SDD 0027 - Dynamic Cluster Facts

Author

Fabian Fischer

Owner

Fabian Fischer

Reviewers (SIG)

Tobias Brunner, Simon Gerber

Date

2021-06-18

Status

implemented

Summary

This SDD documents the design of dynamic cluster facts exposed through the Lieutenant API

Motivation

Dynamic facts are information about a Syn managed Cluster which can be determined from the state of the cluster and may change regularly. The main difference to static facts is that these facts aren’t configured manually but are determined by the system itself. These dynamic facts can be used when compiling Commodore Components, which allows us to write Components that are better adapted to the cluster they’re deployed on.

Typical dynamic facts are:

  • Kubernetes Version

  • Number of Nodes

  • Node details (Node labels, names, etc.)

  • Ingress objects (What hosts is it serving?)

Goals

Provide additional insight in Syn managed clusters and provide dynamic facts such as Kubernetes version, node details etc.

Non-Goals

Providing metrics such as utilization, that change frequently.

Design Proposal

Dynamic facts are collected periodically by Steward and pushed to the Lieutenant API. The Lieutenant API stores these facts as part of the corresponding Cluster resource. The facts can then be accessed either through the REST API or directly from the Cluster resource.

Fact Collection

Steward peridoically collects all dynamic facts in its cluster. The way it collects these depends on the actual fact but usually involves reading different Kubernetes Resources. The collected facts are then pushed to the Lieutenant API.

To be able to read all facts, Steward might need additional RBAC permissions.

REST API

The Lieutenant API and Steward communicate through the exposed REST API. The actual push is performed through a PATCH of the Cluster resource. Authorization is handled by Kubernetes RBAC and happens through the existing authentication method.

The current Cluster object in the API definition is extended to include dynamicFacts which is of type object and can include arbitrary structured data.

Fact Store

The Lieutenant API stores the dynamic facts as part of the Cluster resource. It will store them in the Cluster resource’s status. The status subresource was designed to hold the current state of the object, while the specification should contain the desired state of an object. Dynamic facts are a prime example of a cluster state and as such should be stored in the status subresource.

We extend the Cluster resource with a status field facts, which contains a map of strings. If the fact is structured, such as a list of nodes, it should be stored as JSON. This approach is highly flexible and adding facts doesn’t cause a CRD change.

Alternatives

Strongly Typed Status

The main advantage of the key-value design described earlier is its flexibility. Its main disadvantage is its lack of structure. It allows us to add and change fact types with minimal code change. But it makes the API inherently less stable and the cluster resource status is a lot less readable and harder to process.

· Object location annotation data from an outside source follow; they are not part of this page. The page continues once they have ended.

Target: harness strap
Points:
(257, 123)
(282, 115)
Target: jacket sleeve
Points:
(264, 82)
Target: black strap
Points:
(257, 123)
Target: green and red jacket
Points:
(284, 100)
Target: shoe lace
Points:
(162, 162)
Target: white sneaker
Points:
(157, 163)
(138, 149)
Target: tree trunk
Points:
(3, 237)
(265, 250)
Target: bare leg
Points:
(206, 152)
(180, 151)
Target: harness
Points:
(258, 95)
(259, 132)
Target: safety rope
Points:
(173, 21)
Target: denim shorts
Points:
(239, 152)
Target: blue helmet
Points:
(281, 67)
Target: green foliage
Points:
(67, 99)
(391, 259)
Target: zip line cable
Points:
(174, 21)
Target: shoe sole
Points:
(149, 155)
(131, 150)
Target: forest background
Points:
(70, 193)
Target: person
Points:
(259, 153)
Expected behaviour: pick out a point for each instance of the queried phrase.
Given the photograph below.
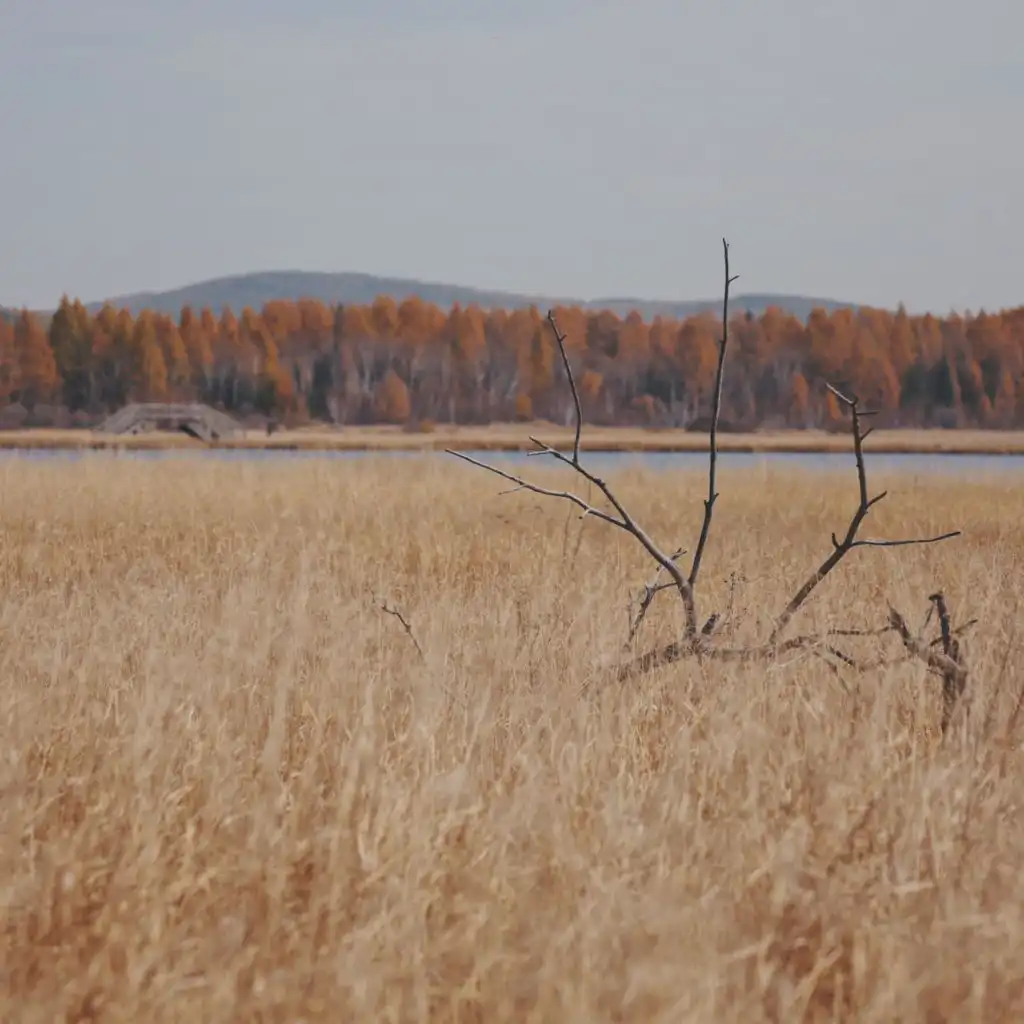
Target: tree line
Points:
(415, 364)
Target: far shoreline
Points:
(515, 437)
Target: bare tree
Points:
(700, 639)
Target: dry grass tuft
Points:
(232, 791)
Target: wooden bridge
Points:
(199, 421)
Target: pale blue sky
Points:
(868, 151)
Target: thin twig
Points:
(390, 609)
(850, 541)
(649, 592)
(560, 338)
(713, 442)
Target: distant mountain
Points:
(256, 289)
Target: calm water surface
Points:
(956, 465)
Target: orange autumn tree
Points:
(37, 369)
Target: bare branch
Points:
(390, 609)
(705, 641)
(625, 520)
(522, 484)
(948, 664)
(713, 440)
(650, 591)
(850, 541)
(560, 338)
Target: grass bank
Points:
(509, 437)
(232, 788)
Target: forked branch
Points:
(842, 548)
(700, 641)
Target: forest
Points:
(415, 364)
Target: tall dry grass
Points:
(229, 790)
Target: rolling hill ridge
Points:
(256, 289)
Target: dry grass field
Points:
(515, 437)
(230, 790)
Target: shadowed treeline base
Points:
(509, 437)
(231, 788)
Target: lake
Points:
(956, 465)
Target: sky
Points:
(866, 152)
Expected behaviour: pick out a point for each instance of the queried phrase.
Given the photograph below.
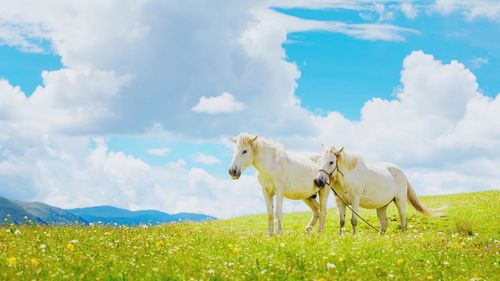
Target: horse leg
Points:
(341, 207)
(354, 217)
(401, 204)
(313, 204)
(382, 216)
(270, 217)
(323, 200)
(279, 208)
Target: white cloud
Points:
(158, 151)
(207, 159)
(225, 103)
(409, 10)
(439, 125)
(147, 63)
(477, 62)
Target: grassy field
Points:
(464, 245)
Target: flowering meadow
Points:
(463, 245)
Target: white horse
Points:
(369, 185)
(281, 173)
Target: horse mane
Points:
(246, 138)
(346, 159)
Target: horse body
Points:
(292, 171)
(371, 185)
(282, 174)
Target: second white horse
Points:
(371, 185)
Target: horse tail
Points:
(412, 197)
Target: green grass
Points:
(464, 245)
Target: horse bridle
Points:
(330, 174)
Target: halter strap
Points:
(330, 174)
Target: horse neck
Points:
(348, 162)
(264, 156)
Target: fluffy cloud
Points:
(439, 120)
(207, 159)
(129, 65)
(158, 151)
(225, 103)
(409, 10)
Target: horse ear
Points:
(254, 139)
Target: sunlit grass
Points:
(464, 245)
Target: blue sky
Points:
(350, 71)
(147, 96)
(338, 72)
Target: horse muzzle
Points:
(234, 173)
(319, 182)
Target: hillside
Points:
(50, 214)
(463, 245)
(19, 212)
(109, 214)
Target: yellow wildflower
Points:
(11, 261)
(70, 247)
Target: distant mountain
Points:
(109, 214)
(38, 213)
(41, 213)
(49, 214)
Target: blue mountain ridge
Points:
(19, 212)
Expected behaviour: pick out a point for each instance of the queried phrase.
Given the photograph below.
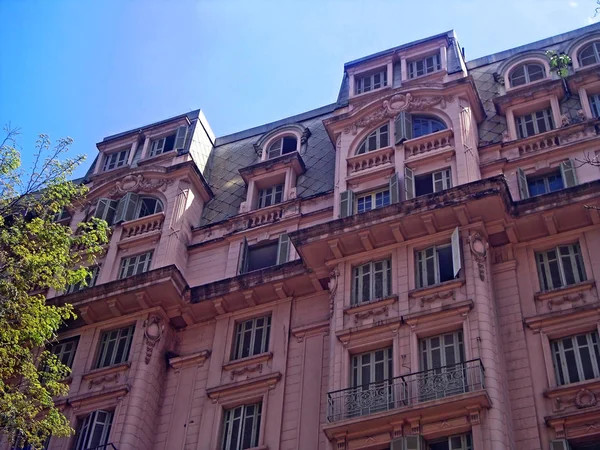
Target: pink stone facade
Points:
(412, 267)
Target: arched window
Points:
(423, 125)
(526, 73)
(282, 146)
(590, 54)
(147, 206)
(378, 138)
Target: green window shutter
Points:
(283, 249)
(522, 181)
(409, 183)
(346, 204)
(567, 170)
(403, 127)
(243, 261)
(394, 192)
(180, 138)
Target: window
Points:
(252, 337)
(424, 66)
(534, 123)
(372, 281)
(371, 82)
(264, 254)
(90, 281)
(590, 54)
(595, 105)
(114, 160)
(423, 125)
(241, 427)
(114, 347)
(270, 196)
(560, 267)
(563, 177)
(94, 430)
(282, 146)
(375, 140)
(576, 358)
(65, 350)
(373, 200)
(526, 73)
(438, 263)
(135, 265)
(166, 144)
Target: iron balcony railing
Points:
(405, 390)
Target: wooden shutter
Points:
(243, 261)
(409, 183)
(180, 138)
(403, 127)
(567, 170)
(522, 181)
(456, 258)
(394, 192)
(283, 249)
(346, 204)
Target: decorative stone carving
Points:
(479, 248)
(153, 330)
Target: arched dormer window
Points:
(282, 146)
(377, 139)
(526, 73)
(590, 54)
(422, 125)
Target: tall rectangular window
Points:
(534, 123)
(576, 358)
(270, 196)
(114, 346)
(560, 267)
(114, 160)
(372, 281)
(241, 427)
(135, 265)
(252, 337)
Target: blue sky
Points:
(88, 69)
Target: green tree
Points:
(37, 254)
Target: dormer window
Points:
(526, 73)
(424, 66)
(175, 141)
(282, 146)
(377, 139)
(590, 54)
(370, 82)
(114, 160)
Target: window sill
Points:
(565, 292)
(436, 288)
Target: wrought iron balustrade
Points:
(405, 390)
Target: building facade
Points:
(412, 267)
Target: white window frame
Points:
(522, 121)
(543, 265)
(526, 75)
(373, 197)
(369, 269)
(378, 133)
(436, 63)
(359, 82)
(115, 336)
(560, 361)
(140, 263)
(115, 160)
(248, 329)
(230, 423)
(87, 430)
(270, 194)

An alternative to this key value store design is to put the facts in a more rigid structure. By defining the structure of the dynamic facts as part of the Cluster resource status we get a clear API definition.

The following could be an definition of such a status.

status:
  kubernetesVersion: v1.20.1
  nodes:
    - name: node1
      labels:
        foo: bar
    - name: node2
      labels:
        foo: bazz
  ingresses:
    - foo.vshn.ch
    - bar.vshn.net
  facts:
    foo: bar
    buzz: vshn

The main disadvantage is that we need to change the Steward, the CRD, and possibly the Lieutenant API whenever we add a new dynamic fact type. While adding a field to a CRD is generally not an issue, changes still automatically get more involved.

Pulling Facts

The current design proposal uses a push model to get updated facts through the exposed REST API. Another approach would be to use a pull based model with a design inspired by Prometheus.

In this design approach, the Lieutenant Operator pulls the dynamic facts from its managed clusters. Steward exposes a simple /facts endpoint, which returns the facts as JSON. Steward collects all necessary facts on demand when it’s called. The JSON is marshaled into the Cluster resource.

The main reason to use this pull approach is that it better aligns with Kubernetes design. It’s generally cleaner when the controller itself fetches the status of its managed resources instead of an external API pushing state into its resources. Another advantage is that pull based systems are generally easier to debug.

The major disadvantage however is that pull based approach requires that Steward is accessible to the Lieutenant Operator. This isn’t always given. Currently we only require that the Lieutenant API is accessible to Steward. Firewalls often don’t allow us to access Steward directly.

TSDB

An alternative to storing the facts in the Cluster resource is to put them into a timeseries DB.

The main advantage of this approach is that we would keep the complete history of all facts and when they changed.

The main disadvantage is that it introduces a completely new system and splits the available information on the cluster and stores it in two different locations. Further the facts aren’t really cleanly representable as a timeserie. Finally the advantage of having the complete history of a fact is questionable and a simple last modified timestamp would give us most of the use.